Frawley P A, Broughton N S, Menelaus M B
Department of Orthopaedic Surgery, Royal Children's Hospital, Melbourne, Australia.
J Pediatr Orthop. 1998 May-Jun;18(3):312-3.
In a consecutive series of 174 children with low-level spina bifida, there was hindfoot deformity in 263 of the 348 feet; 86 were in equinus, 108 were in calcaneus, 41 were in valgus, 20 were in varus, and eight had convex pes valgus. Surgery was performed on 222 (64%) feet. The deformities were symmetric in 114 children. Spasticity causing deformity necessitated surgery in only 44 feet. Calcaneus deformity in the foot is considerably more common in patients with L4 lesions, and in these circumstances, muscle imbalance is clearly a major factor.
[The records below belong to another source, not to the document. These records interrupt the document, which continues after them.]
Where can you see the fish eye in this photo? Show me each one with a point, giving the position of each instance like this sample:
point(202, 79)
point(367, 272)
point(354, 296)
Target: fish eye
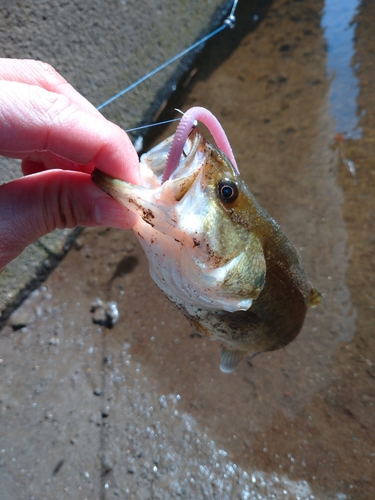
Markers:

However, many patients with calcaneus deformity had L5 or sacral lesions. This suggests that muscle imbalance is not so important a factor as has been thought in the causation of deformity in the lower limb in myelomeningocele.
在连续收治的174例低位脊柱裂患儿中,348只脚中有263只存在后足畸形;86只为马蹄足,108只为跟骨足,41只为外翻足,20只为内翻足,8只为凸形外翻足。对222只(64%)脚实施了手术。114例患儿的畸形为双侧对称。仅44只脚因痉挛导致畸形而需要手术。足部跟骨畸形在L4节段病变的患者中更为常见,在这种情况下,肌肉失衡显然是一个主要因素。然而,许多跟骨畸形患者存在L5或骶节段病变。这表明,在脊髓脊膜膨出患者下肢畸形的病因中,肌肉失衡并非如人们所认为的那样是一个重要因素。